I'm seeing very long interrupt handling times here, on McKinley (HP
ZX2000) -- of the order of a few microseconds.

Profiling indicates more than 4000 cycles are being spent in
enable_irq() after each interrupt.  As enable_irq() disables interrupt
collection, it's a bit difficult to get profiling data within that
function, but I strongly suspect it's the readl() in unmask_irq()
that's taking the time -- and likewise in mask_irq().

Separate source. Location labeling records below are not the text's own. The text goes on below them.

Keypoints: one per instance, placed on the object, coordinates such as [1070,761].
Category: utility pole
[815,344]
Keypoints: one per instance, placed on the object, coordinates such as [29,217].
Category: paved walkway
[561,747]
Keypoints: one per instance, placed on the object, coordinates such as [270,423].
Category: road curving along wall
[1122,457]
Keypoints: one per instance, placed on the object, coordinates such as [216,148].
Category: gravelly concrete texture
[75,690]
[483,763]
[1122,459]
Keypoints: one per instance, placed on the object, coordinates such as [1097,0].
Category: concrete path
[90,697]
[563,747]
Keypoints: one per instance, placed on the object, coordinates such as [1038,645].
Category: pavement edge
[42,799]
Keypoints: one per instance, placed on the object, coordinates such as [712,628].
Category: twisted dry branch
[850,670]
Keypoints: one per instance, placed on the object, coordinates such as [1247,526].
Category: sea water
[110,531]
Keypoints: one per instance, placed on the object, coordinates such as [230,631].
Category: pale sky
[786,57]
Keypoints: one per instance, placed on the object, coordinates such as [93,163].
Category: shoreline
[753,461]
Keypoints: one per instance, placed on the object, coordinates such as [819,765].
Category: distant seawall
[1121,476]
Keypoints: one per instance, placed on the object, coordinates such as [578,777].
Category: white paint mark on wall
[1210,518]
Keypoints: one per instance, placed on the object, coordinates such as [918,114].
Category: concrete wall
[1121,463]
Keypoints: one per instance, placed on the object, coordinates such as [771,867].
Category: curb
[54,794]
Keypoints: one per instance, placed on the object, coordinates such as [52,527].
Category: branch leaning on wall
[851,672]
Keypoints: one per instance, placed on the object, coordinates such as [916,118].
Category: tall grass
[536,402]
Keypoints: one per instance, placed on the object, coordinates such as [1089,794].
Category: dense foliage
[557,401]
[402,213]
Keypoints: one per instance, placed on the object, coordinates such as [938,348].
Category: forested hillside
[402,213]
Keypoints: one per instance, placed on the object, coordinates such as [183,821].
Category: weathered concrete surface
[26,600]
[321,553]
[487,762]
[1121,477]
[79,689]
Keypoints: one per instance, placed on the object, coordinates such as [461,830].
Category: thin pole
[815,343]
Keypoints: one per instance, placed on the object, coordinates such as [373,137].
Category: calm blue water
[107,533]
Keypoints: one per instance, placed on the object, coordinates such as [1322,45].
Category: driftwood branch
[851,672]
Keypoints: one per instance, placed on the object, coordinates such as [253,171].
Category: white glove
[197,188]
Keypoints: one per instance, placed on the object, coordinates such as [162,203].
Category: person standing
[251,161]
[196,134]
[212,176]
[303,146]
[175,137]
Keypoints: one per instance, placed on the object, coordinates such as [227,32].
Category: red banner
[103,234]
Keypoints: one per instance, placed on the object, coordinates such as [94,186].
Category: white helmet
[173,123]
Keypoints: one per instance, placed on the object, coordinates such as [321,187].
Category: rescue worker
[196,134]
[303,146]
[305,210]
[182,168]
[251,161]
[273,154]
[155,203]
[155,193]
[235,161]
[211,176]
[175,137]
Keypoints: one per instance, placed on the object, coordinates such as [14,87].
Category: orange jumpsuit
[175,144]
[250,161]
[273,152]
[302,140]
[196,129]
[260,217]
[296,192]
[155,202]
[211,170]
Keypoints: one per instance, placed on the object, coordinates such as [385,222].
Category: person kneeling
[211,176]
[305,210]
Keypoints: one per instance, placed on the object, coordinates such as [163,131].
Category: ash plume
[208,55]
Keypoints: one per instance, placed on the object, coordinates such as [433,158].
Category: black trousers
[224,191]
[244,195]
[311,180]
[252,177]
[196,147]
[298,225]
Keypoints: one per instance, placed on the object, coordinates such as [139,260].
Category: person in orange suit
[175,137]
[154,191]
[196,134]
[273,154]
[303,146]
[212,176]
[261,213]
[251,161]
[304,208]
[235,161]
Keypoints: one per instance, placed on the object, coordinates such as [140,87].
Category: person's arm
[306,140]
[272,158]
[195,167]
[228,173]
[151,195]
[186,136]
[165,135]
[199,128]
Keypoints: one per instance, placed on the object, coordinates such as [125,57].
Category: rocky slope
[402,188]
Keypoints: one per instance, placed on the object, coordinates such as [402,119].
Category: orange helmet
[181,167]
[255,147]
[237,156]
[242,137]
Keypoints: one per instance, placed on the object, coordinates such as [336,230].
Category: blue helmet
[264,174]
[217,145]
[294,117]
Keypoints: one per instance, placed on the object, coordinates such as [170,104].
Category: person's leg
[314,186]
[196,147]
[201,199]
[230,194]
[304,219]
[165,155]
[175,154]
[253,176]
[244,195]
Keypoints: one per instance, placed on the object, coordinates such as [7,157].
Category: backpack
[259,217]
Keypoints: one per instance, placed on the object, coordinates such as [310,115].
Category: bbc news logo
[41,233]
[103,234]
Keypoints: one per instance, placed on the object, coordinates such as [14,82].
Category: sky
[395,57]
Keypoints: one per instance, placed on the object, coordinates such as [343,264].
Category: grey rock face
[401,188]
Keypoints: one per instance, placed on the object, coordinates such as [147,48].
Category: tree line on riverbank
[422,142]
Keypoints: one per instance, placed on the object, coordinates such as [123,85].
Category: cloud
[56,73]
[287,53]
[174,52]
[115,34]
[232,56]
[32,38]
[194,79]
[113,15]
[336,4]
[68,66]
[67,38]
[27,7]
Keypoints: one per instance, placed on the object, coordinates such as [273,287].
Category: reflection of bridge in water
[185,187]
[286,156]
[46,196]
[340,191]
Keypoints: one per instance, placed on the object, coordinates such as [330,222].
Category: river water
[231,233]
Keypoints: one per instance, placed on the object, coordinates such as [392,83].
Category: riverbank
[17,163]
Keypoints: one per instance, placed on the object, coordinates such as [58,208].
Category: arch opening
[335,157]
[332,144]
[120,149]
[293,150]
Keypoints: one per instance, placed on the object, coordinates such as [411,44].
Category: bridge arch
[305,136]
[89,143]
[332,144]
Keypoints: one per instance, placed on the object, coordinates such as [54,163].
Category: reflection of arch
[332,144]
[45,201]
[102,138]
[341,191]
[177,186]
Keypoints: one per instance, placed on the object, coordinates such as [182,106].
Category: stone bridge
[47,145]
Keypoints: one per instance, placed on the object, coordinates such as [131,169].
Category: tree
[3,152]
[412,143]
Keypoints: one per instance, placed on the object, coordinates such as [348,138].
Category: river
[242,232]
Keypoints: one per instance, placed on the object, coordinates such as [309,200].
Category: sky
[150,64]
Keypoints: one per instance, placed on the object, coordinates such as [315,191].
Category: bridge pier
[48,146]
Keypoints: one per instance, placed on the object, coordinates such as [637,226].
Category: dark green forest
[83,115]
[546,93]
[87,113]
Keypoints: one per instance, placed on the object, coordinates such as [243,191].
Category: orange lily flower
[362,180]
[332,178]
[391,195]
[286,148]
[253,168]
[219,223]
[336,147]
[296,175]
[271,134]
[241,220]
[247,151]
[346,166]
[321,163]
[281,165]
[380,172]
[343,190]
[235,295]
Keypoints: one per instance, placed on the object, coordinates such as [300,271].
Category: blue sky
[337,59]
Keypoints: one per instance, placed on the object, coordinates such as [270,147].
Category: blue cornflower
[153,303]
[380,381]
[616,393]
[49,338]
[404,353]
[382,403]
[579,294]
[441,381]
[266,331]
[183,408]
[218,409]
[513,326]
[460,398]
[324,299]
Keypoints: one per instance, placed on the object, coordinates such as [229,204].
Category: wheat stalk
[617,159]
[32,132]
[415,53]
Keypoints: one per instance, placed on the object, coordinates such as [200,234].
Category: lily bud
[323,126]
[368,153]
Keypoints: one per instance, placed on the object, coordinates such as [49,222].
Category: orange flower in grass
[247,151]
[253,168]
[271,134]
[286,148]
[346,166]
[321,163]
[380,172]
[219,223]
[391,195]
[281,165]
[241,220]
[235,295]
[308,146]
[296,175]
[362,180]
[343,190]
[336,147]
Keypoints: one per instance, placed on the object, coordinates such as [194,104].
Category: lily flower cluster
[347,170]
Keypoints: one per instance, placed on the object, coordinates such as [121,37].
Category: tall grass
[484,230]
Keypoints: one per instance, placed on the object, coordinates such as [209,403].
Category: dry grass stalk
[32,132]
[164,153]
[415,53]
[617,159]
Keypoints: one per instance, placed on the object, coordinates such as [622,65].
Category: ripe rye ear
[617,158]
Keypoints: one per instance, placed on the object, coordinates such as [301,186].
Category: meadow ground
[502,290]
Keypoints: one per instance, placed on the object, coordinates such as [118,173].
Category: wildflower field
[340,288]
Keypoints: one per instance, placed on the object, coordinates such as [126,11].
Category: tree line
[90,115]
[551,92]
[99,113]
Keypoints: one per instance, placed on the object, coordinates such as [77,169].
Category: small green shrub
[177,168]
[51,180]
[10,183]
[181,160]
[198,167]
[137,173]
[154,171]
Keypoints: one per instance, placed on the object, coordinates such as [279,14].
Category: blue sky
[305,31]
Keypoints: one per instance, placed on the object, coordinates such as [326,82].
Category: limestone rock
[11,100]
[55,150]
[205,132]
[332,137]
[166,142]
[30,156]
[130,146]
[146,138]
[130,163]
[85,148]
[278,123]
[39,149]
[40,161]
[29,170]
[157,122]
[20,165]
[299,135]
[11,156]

Code like this in arch/ia64/kernel/iosapic.c

    spin_lock_irqsave(&iosapic_lock, flags);
	writel(IOSAPIC_RTE_LOW(rte_index), addr + IOSAPIC_REG_SELECT);
        low32 = readl(addr + IOSAPIC_WINDOW);
        low32 &= ~(1 << IOSAPIC_MASK_SHIFT);    /* set only the mask bit */
	writel(low32, addr + IOSAPIC_WINDOW);
    spin_unlock_irqrestore(&iosapic_lock, flags);

I don't know enough about the hardware to say for sure, is it
feasible to keep a soft copy of the register rather than do the read
all the time?  If that's not going to break the hardware, I'll code it
up and see if interrupt latencies go down.